Extract structured data from PDFs at scale

Structured data extraction from PDFs is the practice of turning each PDF — an invoice, a contract, a form, a receipt, a scan — into named fields that can flow straight into your database or accounting system. Vendor name, total, due date, line items: out of the document, into the row, without anyone retyping.

Almost every operations team has the same problem: PDFs come in, structured data is needed, and the gap is staffed by people retyping fields into spreadsheets. Modern multimodal LLMs — large language models that can read images as well as text — and specialised document AI services have made this category genuinely solvable at production volume for the first time.

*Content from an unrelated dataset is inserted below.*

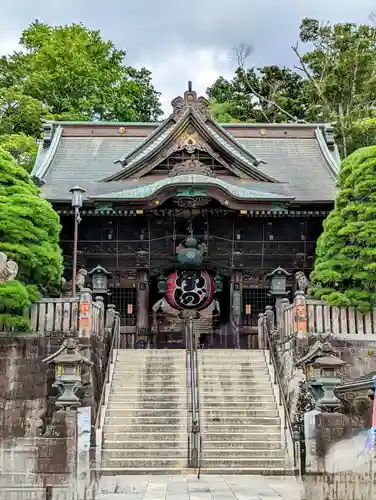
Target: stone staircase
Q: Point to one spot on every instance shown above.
(145, 429)
(240, 421)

The question is which tool, when, and how to handle the long tail of documents that don’t fit the happy path.

From here: the workflow we use when building these pipelines. It assumes a real corpus (hundreds to millions of documents per month), real diversity (clean digital PDFs, low-quality scans, multi-page contracts), and real consequences for getting it wrong (a wrong invoice total ends up in the books).

When to use

Where this fits — and where it doesn't

Use this if you have a recurring stream of PDFs with extractable structure (invoices, forms, contracts, receipts, statements, lab reports, manifests), the volume is enough that manual entry is a real cost, and the downstream system needs the data in a structured shape (database, accounting system, data warehouse).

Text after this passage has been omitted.